Rien de tout cela, et pire encore, n’est certainement inconnu de ces lecteurs potentiels. Pas plus que bon nombre de collaborateurs de haute voltige disposant de ce que l’on appelle aujourd’hui d’un réseau influent, ne furent inquiétés durant cette sombre période, bien mal nommée « épuration », qui suivit la fin de la guerre. La plupart d’entre eux échappèrent à la justice, non sans certaines complicités complaisantes et haut placées. Au contraire, dans la foulée et pour éviter d’embarrassants remous, beaucoup furent nommés dans la foulée à des postes clefs… Tels François Lehideux, personnage bien réel qui fut membre du gouvernement de Pétain, antisémite et anticommuniste, entre autres, fils de banquier, partisan d’un Ordre Nouveau en France dans une Europe nazifiée, aspirant à un renouveau des élites et des technocrates ; ou encore, Giraudoux qui admirait « la politique raciale allemande et les jeunesses hitlériennes » – tous deux cités dans ce livre.

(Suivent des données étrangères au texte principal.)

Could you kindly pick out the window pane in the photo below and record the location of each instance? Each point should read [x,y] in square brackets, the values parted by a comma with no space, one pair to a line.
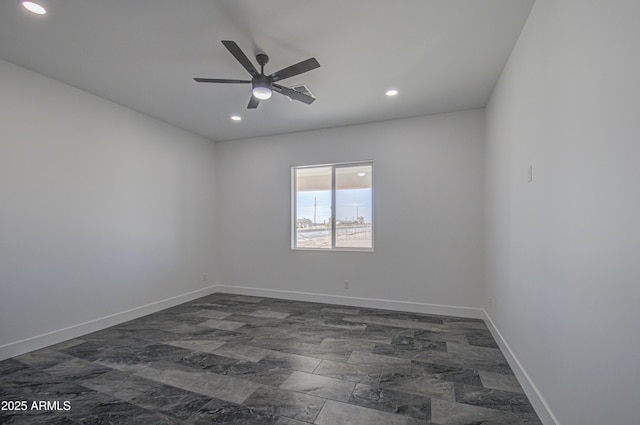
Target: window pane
[313,207]
[354,206]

Force alors est d’admettre que l’auteur ne se lance pas par hasard dans l’aventure de la guerre et de ses acteurs, d’autant plus que les protagonistes principaux de cette terrible épopée appartiennent à la haute bourgeoisie française proche du pouvoir en place (familles Perret et Guirlange) et à la Bohême intellectuelle (Lucien Schraut). Je ne connais pas personnellement Romain Slocombe, dont je devine néanmoins pour avoir lu plusieurs de ses ouvrages qui de page en page impriment à la mémoire des figures de parfaits salauds (2) à l’intemporalité universelle, un humanisme désillusionné et une franche mélancolie teintée de colère.
D’où cette autre question : que veut-il nous dire ?
Interrogation d’autant plus récurrente que Slocombe m’a habituée à jeter des ponts entre l’histoire d’hier et celle d’aujourd’hui. Simple ! Dans La Débâcle, l’auteur nous met habilement le nez dans ce qui résiste à tout changement :
– La déliquescence endémique qui léprose un État mal gouverné. Elle entraîne irrémédiablement dans sa chute tout un peuple, en n’en ayant rien à foutre, le cynisme étant son sceau, la duplicité son cheval de bataille et le mensonge, son joker. J’assume, mec !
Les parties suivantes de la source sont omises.